The De Lacy Saga
I can trace my family back 35 generations through my paternal grandmother Elizabeth Lacy to Lassy, Normandy, circa 1040 AD. Brothers Ilbert and Walter de Lacy fought at the Battle of Hastings with William the Conqueror (also an ancestor) before becoming barons in Yorkshire and the Welsh Marches. The de Lacys are one of eight founding families from Normandy that form the headwaters of my family ‘watershed’ including houses Clare, Tosney, Bohun, Bigod, Beaumont, and Warenne. Ancestors include dukes, barons, knights, crusaders, wronged heiresses, bastards, rebels, explorers, kidnappers, murderers, preachers, immigrants, slave-owners, revolutionaries, six kings of England, three kings of Scotland, a dozen Welsh and Irish princes, and seventeen of the twenty-five barons who put their names to the Magna Carta.

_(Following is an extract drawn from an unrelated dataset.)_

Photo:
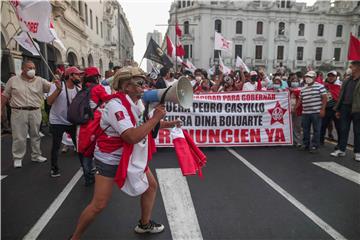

I began researching my de Lacy ‘watershed’ in 2020. There are at least 225 individuals in the watershed, including members of the Armitage, Aston, Calverley, Hyde, Stanley, Savage, Eldred, Smith, and Holcombe branches. Nearly all of my ancestors emigrated to the South. Two survived the ‘Great Starving’ in Jamestown in 1609. One greeted the first slave ship to reach America – The White Lion – when it arrived in 1619. One fought at the pivotal Revolutionary War battle of Kings Mountain in South Carolina; one captained a privateer in the war; another served in General Washington’s personal bodyguard. Colonel Watson Lacy fought for the Confederacy in the Civil War and was injured at the Battle Of Murfreesboro. He married Sarah Holcombe, a younger sister to Emily Holcombe, a great-grand parent of William Faulkner.
My goal is to complete the research and write up all these great stories into books – and have fun!